The visual effect is of a frozen fluid — as if the stone was once liquid and set mid-motion. The cross-bedded layers, laid down as ancient sand dunes over two hundred million years ago, run in different directions and create the appearance of a surface that is simultaneously still and moving. Photographs of it routinely need captions confirming they have not been digitally altered.

05. Lake Hillier, Western Australia

Lake Hillier's pink water sits beside a normal blue ocean
Lake Hillier’s pink water sits beside a normal blue ocean.

Lake Hillier, on Middle Island off the southern coast of Western Australia, is pink. Not pinkish. Not pink at certain times of day or in certain weather. Consistently, durably, visibly pink from above and from the shore, while the ocean immediately adjacent is normal blue.
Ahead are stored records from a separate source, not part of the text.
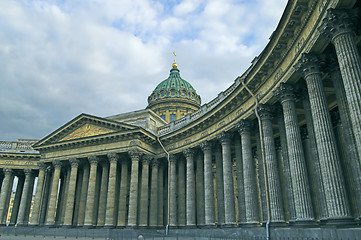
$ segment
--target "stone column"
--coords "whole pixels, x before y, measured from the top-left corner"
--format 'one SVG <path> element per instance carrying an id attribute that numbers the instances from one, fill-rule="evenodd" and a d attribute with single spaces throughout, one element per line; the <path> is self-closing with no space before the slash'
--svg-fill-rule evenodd
<path id="1" fill-rule="evenodd" d="M 34 198 L 33 212 L 31 213 L 30 225 L 39 225 L 40 206 L 43 203 L 43 198 L 46 197 L 43 194 L 46 165 L 45 163 L 38 162 L 38 166 L 39 166 L 38 184 L 36 186 L 36 193 Z"/>
<path id="2" fill-rule="evenodd" d="M 302 87 L 299 92 L 300 98 L 302 100 L 303 109 L 305 112 L 305 119 L 306 119 L 306 125 L 307 125 L 307 135 L 310 140 L 310 151 L 312 158 L 308 162 L 309 169 L 311 170 L 312 179 L 315 179 L 313 182 L 310 183 L 311 189 L 313 192 L 316 193 L 315 199 L 317 199 L 316 206 L 314 210 L 316 210 L 315 214 L 318 219 L 324 220 L 327 218 L 327 206 L 326 206 L 326 197 L 325 197 L 325 191 L 323 186 L 323 179 L 321 174 L 321 165 L 320 160 L 318 157 L 318 150 L 317 150 L 317 143 L 316 143 L 316 137 L 315 137 L 315 131 L 313 127 L 313 119 L 312 119 L 312 113 L 311 113 L 311 106 L 310 106 L 310 100 L 308 98 L 308 93 L 306 86 Z M 317 212 L 317 210 L 319 211 Z"/>
<path id="3" fill-rule="evenodd" d="M 119 191 L 119 207 L 118 207 L 118 226 L 125 226 L 127 224 L 127 195 L 128 195 L 128 161 L 121 160 L 120 173 L 120 191 Z"/>
<path id="4" fill-rule="evenodd" d="M 169 187 L 169 222 L 170 226 L 177 226 L 177 157 L 170 155 L 170 187 Z"/>
<path id="5" fill-rule="evenodd" d="M 79 204 L 79 217 L 78 217 L 78 226 L 83 226 L 85 221 L 85 208 L 87 202 L 88 194 L 88 184 L 89 184 L 89 164 L 83 164 L 83 179 L 81 184 L 81 194 L 80 194 L 80 204 Z"/>
<path id="6" fill-rule="evenodd" d="M 287 83 L 281 83 L 274 95 L 281 102 L 283 108 L 296 221 L 313 221 L 311 193 L 301 133 L 298 126 L 293 87 Z"/>
<path id="7" fill-rule="evenodd" d="M 203 154 L 198 152 L 196 156 L 196 201 L 197 201 L 197 225 L 205 224 L 204 216 L 204 164 Z"/>
<path id="8" fill-rule="evenodd" d="M 225 224 L 235 224 L 231 137 L 229 133 L 223 132 L 218 139 L 222 144 Z"/>
<path id="9" fill-rule="evenodd" d="M 331 118 L 337 141 L 337 147 L 338 147 L 337 149 L 340 154 L 342 173 L 343 176 L 345 177 L 345 187 L 350 204 L 350 210 L 352 216 L 357 218 L 360 214 L 357 203 L 359 199 L 357 199 L 356 189 L 355 189 L 355 185 L 357 185 L 357 181 L 353 179 L 352 165 L 350 163 L 349 153 L 347 152 L 345 134 L 344 134 L 344 129 L 342 128 L 343 126 L 341 123 L 339 111 L 335 111 L 335 109 L 333 109 L 331 111 Z"/>
<path id="10" fill-rule="evenodd" d="M 178 158 L 178 226 L 186 225 L 186 175 L 184 158 Z"/>
<path id="11" fill-rule="evenodd" d="M 117 180 L 117 168 L 119 156 L 116 153 L 108 153 L 107 157 L 110 162 L 109 168 L 109 185 L 108 185 L 108 194 L 107 194 L 107 208 L 105 214 L 105 226 L 113 227 L 116 222 L 116 214 L 115 214 L 115 188 L 116 188 L 116 180 Z"/>
<path id="12" fill-rule="evenodd" d="M 79 160 L 76 158 L 69 159 L 70 162 L 70 179 L 68 186 L 68 194 L 66 199 L 65 206 L 65 217 L 64 217 L 64 225 L 72 226 L 73 225 L 73 212 L 74 212 L 74 203 L 75 203 L 75 189 L 76 189 L 76 181 L 78 176 L 78 167 Z"/>
<path id="13" fill-rule="evenodd" d="M 265 169 L 264 169 L 264 159 L 262 157 L 262 148 L 261 148 L 261 137 L 259 133 L 259 126 L 257 124 L 257 128 L 255 128 L 254 135 L 256 137 L 256 147 L 252 149 L 252 155 L 255 162 L 257 162 L 256 169 L 258 170 L 258 186 L 259 186 L 259 209 L 261 215 L 261 222 L 266 224 L 268 218 L 267 211 L 267 201 L 266 201 L 266 179 L 265 179 Z"/>
<path id="14" fill-rule="evenodd" d="M 109 180 L 109 165 L 108 165 L 108 162 L 103 162 L 102 178 L 101 178 L 101 183 L 100 183 L 97 226 L 104 226 L 104 224 L 105 224 L 105 211 L 106 211 L 106 204 L 107 204 L 108 180 Z"/>
<path id="15" fill-rule="evenodd" d="M 136 226 L 138 220 L 139 159 L 141 154 L 134 150 L 130 151 L 129 155 L 132 160 L 132 170 L 130 175 L 128 226 Z"/>
<path id="16" fill-rule="evenodd" d="M 219 144 L 216 144 L 214 155 L 216 159 L 217 222 L 222 225 L 224 224 L 224 186 L 222 149 Z"/>
<path id="17" fill-rule="evenodd" d="M 213 167 L 212 167 L 212 147 L 210 142 L 201 143 L 204 155 L 204 199 L 205 199 L 205 224 L 215 224 L 215 205 L 214 205 L 214 188 L 213 188 Z"/>
<path id="18" fill-rule="evenodd" d="M 241 120 L 237 125 L 241 135 L 243 176 L 244 176 L 244 198 L 245 198 L 245 220 L 247 224 L 259 223 L 257 187 L 255 177 L 255 166 L 251 145 L 251 124 L 248 120 Z M 262 166 L 260 166 L 262 167 Z"/>
<path id="19" fill-rule="evenodd" d="M 164 226 L 164 163 L 158 159 L 158 226 Z M 168 201 L 168 197 L 167 200 Z"/>
<path id="20" fill-rule="evenodd" d="M 349 116 L 361 159 L 361 59 L 355 43 L 354 27 L 358 22 L 358 9 L 328 9 L 319 31 L 329 37 L 335 46 L 338 63 L 346 91 Z"/>
<path id="21" fill-rule="evenodd" d="M 47 209 L 50 201 L 51 179 L 52 179 L 52 169 L 49 166 L 45 169 L 44 193 L 43 193 L 44 197 L 42 198 L 42 203 L 40 206 L 40 214 L 39 214 L 40 225 L 43 225 L 46 222 Z"/>
<path id="22" fill-rule="evenodd" d="M 350 217 L 350 207 L 318 63 L 315 55 L 303 54 L 295 68 L 307 83 L 328 218 L 341 220 Z"/>
<path id="23" fill-rule="evenodd" d="M 57 199 L 58 199 L 58 187 L 59 187 L 61 165 L 62 165 L 62 163 L 60 161 L 53 162 L 54 172 L 53 172 L 53 179 L 52 179 L 52 183 L 51 183 L 48 214 L 47 214 L 45 225 L 54 225 L 55 224 L 55 213 L 56 213 L 56 209 L 57 209 L 56 203 L 57 203 Z"/>
<path id="24" fill-rule="evenodd" d="M 237 203 L 238 203 L 238 222 L 246 222 L 246 204 L 244 196 L 244 176 L 242 162 L 241 138 L 236 134 L 234 139 L 234 151 L 236 154 L 236 182 L 237 182 Z M 252 159 L 253 161 L 253 159 Z"/>
<path id="25" fill-rule="evenodd" d="M 152 160 L 152 175 L 150 181 L 150 204 L 149 204 L 149 226 L 158 225 L 158 201 L 162 201 L 161 198 L 158 200 L 158 159 Z"/>
<path id="26" fill-rule="evenodd" d="M 187 226 L 196 224 L 196 198 L 195 198 L 195 174 L 194 174 L 194 151 L 186 149 L 183 151 L 187 161 L 187 187 L 186 187 L 186 217 Z"/>
<path id="27" fill-rule="evenodd" d="M 11 188 L 13 186 L 14 172 L 11 169 L 4 169 L 5 178 L 1 186 L 0 195 L 0 225 L 6 223 L 6 217 L 8 214 L 9 201 L 11 195 Z"/>
<path id="28" fill-rule="evenodd" d="M 277 123 L 278 123 L 278 131 L 280 134 L 280 144 L 282 149 L 282 160 L 283 160 L 283 169 L 285 176 L 285 188 L 286 188 L 286 196 L 287 196 L 287 206 L 285 209 L 285 215 L 288 215 L 288 221 L 294 222 L 296 220 L 295 213 L 295 202 L 292 190 L 292 177 L 291 177 L 291 169 L 290 162 L 288 158 L 288 146 L 287 146 L 287 138 L 286 138 L 286 127 L 285 121 L 283 117 L 282 107 L 277 109 Z M 285 216 L 286 217 L 286 216 Z"/>
<path id="29" fill-rule="evenodd" d="M 139 226 L 148 226 L 149 211 L 149 163 L 152 157 L 143 156 L 142 159 L 142 182 L 140 192 Z"/>
<path id="30" fill-rule="evenodd" d="M 352 121 L 347 105 L 347 96 L 342 83 L 340 69 L 338 67 L 336 59 L 333 56 L 328 56 L 327 59 L 330 61 L 328 64 L 328 69 L 335 89 L 337 106 L 340 114 L 340 120 L 342 123 L 342 131 L 344 137 L 343 146 L 346 150 L 346 156 L 344 160 L 347 160 L 347 164 L 344 165 L 349 165 L 350 167 L 350 175 L 352 176 L 349 176 L 352 179 L 350 182 L 355 188 L 357 207 L 359 210 L 361 210 L 361 162 L 359 161 L 359 155 L 357 152 L 357 142 L 352 131 Z M 360 212 L 358 214 L 360 214 Z M 360 215 L 358 215 L 357 217 L 360 217 Z"/>
<path id="31" fill-rule="evenodd" d="M 16 190 L 15 190 L 16 192 L 15 192 L 15 198 L 13 201 L 13 210 L 11 212 L 11 217 L 10 217 L 10 225 L 15 225 L 17 222 L 19 208 L 20 208 L 21 195 L 22 195 L 23 189 L 24 189 L 25 177 L 24 176 L 17 176 L 17 177 L 18 177 L 18 184 L 17 184 Z"/>
<path id="32" fill-rule="evenodd" d="M 27 225 L 28 222 L 25 221 L 25 214 L 27 211 L 27 208 L 30 208 L 30 201 L 29 199 L 29 192 L 33 191 L 33 186 L 30 185 L 31 178 L 33 177 L 33 171 L 31 169 L 25 169 L 25 183 L 23 187 L 23 193 L 21 194 L 21 201 L 20 201 L 20 207 L 19 207 L 19 214 L 17 219 L 18 225 Z"/>
<path id="33" fill-rule="evenodd" d="M 99 158 L 97 156 L 90 156 L 90 173 L 89 173 L 89 183 L 88 183 L 88 193 L 85 205 L 85 219 L 84 226 L 92 227 L 94 222 L 94 214 L 98 209 L 95 209 L 95 187 L 97 181 L 97 168 L 99 163 Z"/>
<path id="34" fill-rule="evenodd" d="M 272 129 L 271 108 L 262 104 L 257 109 L 261 118 L 263 132 L 263 148 L 267 168 L 268 196 L 271 223 L 284 222 L 281 185 L 278 175 L 277 156 Z"/>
The color comes from a combination of the halophilic bacterium Salinibacter ruber and the algae Dunaliella salina, which produce carotenoid pigments in the hypersaline water. The lake is separated from the ocean by a narrow strip of trees and a beach, making the contrast between the two colors sharp and clear. The water retains its color even when bottled. The lake is safe to swim in, though access is restricted.

06. The Zhangjiajie Pillars, China

Zhangjiajie's sandstone pillars rise like a forest of stone
Zhangjiajie’s sandstone pillars rise like a forest of stone.
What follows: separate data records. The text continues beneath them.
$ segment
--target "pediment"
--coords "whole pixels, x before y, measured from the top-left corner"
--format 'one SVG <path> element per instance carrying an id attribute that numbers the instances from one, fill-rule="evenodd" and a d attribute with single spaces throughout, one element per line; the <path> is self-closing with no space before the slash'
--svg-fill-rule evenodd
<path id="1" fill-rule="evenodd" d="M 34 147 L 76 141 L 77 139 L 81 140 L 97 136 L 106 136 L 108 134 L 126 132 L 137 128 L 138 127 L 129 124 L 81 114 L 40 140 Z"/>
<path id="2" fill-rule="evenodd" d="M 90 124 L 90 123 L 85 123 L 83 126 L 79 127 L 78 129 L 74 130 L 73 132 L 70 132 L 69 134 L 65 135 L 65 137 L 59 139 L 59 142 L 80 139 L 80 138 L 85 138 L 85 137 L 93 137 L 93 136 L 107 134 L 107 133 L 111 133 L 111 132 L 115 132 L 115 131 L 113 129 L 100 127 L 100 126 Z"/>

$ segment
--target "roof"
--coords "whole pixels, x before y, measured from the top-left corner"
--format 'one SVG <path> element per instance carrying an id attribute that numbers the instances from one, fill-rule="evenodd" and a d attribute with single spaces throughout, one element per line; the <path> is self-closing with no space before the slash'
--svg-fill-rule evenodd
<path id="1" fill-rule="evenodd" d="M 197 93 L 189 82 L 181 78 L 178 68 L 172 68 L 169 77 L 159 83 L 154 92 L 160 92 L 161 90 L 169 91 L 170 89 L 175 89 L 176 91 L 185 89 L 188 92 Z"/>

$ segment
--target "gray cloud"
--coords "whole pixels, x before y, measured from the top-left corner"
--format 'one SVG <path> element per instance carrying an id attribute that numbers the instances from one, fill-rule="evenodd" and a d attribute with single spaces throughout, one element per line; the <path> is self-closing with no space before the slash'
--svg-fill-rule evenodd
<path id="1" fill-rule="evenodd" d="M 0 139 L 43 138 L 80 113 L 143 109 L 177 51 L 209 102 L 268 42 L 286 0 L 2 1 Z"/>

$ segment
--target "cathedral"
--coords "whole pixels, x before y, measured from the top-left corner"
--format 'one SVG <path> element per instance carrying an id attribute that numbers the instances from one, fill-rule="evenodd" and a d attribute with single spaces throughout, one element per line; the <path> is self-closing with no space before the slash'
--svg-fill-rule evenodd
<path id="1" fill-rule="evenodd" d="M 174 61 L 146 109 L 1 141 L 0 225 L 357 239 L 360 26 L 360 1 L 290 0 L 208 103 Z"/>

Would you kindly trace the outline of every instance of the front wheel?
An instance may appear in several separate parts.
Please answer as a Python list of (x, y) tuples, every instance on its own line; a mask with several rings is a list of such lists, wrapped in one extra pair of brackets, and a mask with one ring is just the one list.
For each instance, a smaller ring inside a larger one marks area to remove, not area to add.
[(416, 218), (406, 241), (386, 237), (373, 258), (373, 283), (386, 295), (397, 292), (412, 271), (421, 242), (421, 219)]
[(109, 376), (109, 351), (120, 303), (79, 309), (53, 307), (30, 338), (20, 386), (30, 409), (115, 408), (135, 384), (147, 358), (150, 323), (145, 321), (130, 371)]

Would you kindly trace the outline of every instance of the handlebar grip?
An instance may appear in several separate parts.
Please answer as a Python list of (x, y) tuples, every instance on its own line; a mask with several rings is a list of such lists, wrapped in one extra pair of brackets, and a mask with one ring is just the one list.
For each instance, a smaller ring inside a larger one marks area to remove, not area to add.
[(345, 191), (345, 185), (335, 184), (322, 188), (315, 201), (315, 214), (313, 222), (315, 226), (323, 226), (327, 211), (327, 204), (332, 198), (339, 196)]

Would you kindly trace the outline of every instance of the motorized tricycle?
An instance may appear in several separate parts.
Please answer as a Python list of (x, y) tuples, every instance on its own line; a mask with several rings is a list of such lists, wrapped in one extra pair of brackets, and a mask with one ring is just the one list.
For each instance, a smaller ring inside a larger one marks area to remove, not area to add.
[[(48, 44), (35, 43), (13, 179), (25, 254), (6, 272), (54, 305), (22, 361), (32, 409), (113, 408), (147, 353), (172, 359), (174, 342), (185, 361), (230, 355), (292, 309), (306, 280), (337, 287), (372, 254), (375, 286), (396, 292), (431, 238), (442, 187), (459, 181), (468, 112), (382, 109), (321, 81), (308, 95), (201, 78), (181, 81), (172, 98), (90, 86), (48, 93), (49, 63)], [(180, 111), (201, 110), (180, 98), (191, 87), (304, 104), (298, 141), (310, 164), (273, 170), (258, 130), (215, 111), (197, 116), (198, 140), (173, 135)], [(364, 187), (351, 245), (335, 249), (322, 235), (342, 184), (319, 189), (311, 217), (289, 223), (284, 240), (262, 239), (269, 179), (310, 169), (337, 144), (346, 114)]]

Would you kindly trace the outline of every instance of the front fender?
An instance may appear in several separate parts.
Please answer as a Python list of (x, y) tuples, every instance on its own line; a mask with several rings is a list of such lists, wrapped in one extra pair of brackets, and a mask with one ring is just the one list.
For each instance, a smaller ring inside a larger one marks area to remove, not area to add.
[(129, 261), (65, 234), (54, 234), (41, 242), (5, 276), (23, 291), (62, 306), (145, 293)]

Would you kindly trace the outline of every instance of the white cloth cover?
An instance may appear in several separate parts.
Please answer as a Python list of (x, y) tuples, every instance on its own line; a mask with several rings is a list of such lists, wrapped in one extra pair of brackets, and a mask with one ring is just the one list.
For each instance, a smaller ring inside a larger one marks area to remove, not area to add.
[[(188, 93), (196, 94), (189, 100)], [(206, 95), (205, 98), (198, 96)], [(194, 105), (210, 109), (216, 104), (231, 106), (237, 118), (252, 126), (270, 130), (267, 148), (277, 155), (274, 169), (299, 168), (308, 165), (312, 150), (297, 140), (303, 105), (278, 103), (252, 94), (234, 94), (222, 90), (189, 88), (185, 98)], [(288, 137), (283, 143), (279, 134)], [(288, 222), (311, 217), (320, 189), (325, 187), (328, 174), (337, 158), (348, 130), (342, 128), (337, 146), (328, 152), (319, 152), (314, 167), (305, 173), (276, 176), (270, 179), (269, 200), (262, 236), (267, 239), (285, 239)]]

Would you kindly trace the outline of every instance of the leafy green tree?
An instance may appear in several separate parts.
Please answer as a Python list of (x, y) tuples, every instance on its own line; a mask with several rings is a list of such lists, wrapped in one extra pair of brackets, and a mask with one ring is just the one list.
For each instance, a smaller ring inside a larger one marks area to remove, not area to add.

The sandstone pillars of Zhangjiajie National Forest Park in Hunan Province rise hundreds of meters from the valley floor, densely forested on their tops and sheer on their sides. There are more than three thousand of them. The tallest exceeds three hundred meters. They were formed by erosion acting on quartz sandstone over millions of years, gradually isolating columns that were more resistant than the material around them.
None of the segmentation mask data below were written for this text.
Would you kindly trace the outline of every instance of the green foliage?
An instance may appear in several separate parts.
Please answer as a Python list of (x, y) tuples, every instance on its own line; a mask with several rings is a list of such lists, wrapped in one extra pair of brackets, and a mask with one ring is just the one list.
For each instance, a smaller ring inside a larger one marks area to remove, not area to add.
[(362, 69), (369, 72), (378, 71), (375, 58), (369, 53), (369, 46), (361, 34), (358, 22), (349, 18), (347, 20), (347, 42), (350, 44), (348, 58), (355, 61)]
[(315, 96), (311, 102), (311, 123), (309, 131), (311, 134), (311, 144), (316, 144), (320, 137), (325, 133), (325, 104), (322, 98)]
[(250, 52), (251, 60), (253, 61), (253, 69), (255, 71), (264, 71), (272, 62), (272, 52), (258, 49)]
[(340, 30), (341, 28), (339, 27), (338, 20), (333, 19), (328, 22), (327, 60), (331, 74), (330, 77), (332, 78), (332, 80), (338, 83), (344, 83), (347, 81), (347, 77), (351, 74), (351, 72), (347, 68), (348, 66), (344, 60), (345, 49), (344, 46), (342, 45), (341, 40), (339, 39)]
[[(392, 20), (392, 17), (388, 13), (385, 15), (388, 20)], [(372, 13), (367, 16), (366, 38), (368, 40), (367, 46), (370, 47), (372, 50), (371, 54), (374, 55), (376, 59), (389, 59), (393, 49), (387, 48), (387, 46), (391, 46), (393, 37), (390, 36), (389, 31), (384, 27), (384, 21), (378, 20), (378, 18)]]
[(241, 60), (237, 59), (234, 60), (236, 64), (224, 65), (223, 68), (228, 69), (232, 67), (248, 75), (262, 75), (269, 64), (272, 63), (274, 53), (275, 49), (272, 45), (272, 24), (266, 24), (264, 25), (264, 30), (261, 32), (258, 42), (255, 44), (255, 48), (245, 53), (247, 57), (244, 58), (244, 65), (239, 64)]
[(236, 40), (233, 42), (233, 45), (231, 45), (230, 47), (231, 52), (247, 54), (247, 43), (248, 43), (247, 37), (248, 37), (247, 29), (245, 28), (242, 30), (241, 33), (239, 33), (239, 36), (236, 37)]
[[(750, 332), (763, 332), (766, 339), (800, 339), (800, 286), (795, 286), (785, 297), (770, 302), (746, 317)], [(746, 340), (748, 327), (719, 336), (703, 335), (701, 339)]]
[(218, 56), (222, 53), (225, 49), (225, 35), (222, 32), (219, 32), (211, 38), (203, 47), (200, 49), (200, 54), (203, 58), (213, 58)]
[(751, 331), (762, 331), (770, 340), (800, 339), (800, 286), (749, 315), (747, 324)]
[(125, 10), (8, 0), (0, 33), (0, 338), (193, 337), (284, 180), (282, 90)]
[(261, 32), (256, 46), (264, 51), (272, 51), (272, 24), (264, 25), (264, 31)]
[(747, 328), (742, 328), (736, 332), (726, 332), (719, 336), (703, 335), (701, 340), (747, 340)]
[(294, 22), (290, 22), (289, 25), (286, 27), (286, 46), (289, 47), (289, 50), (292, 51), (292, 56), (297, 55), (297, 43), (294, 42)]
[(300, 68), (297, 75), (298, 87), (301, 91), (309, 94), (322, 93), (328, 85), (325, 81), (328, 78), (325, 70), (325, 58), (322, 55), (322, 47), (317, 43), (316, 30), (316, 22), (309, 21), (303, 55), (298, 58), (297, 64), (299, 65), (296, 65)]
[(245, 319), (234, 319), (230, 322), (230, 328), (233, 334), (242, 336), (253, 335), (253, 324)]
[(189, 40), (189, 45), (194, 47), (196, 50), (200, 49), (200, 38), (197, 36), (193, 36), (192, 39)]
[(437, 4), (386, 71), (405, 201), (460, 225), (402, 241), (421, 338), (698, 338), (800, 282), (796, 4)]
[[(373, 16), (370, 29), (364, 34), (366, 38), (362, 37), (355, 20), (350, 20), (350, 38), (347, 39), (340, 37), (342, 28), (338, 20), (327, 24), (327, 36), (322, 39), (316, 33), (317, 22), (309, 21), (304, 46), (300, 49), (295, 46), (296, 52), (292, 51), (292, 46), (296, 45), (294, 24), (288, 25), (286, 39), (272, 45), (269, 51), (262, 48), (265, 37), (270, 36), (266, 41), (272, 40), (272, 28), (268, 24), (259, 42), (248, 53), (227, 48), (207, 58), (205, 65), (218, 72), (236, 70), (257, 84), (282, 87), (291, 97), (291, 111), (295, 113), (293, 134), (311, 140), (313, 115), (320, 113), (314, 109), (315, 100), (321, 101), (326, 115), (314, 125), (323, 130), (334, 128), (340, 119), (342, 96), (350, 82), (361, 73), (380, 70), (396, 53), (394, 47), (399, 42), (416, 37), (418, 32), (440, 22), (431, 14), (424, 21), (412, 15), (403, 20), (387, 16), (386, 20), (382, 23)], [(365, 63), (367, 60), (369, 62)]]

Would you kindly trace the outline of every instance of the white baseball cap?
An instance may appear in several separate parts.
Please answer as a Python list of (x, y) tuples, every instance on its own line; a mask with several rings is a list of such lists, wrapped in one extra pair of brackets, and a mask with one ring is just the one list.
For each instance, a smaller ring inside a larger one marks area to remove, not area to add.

The landscape is so visually unusual that it served as a primary reference for the floating mountains in James Cameron's Avatar. Seeing photographs of Zhangjiajie without that context produces a specific disorientation: the pillars look like something generated by a landscape algorithm rather than by geology.

07. Pamukkale, Turkey

Pamukkale's white terraces are built by mineral-rich thermal water
Pamukkale’s white terraces are built by mineral-rich thermal water.

Pamukkale — the name means cotton castle in Turkish — is a series of white terraced pools on a hillside in southwestern Turkey, formed by calcium carbonate deposited by the thermal waters flowing down the slope. The terraces are bright white, filled with blue-green water, and stack down the hillside in a formation that looks less like a natural landscape and more like an architectural rendering of one.

The site has been used as a thermal spa since ancient times. The Roman city of Hierapolis was built at its top, and its ruins remain. The combination of the ancient ruins, the white terraces, and the thermal pools creates a landscape that compresses an implausible amount of visual information into a single view.

What all seven places share is not strangeness for its own sake. Each one is the product of real, explicable processes — geology, chemistry, biology, erosion, isolation, accident. What makes them look unreal is that the processes involved operated at scales of time or produced results of a specificity that human visual experience has no ready category for. The brain tries to file what it sees and finds nothing to file it under. That gap between what is seen and what can be understood is what unreal actually means.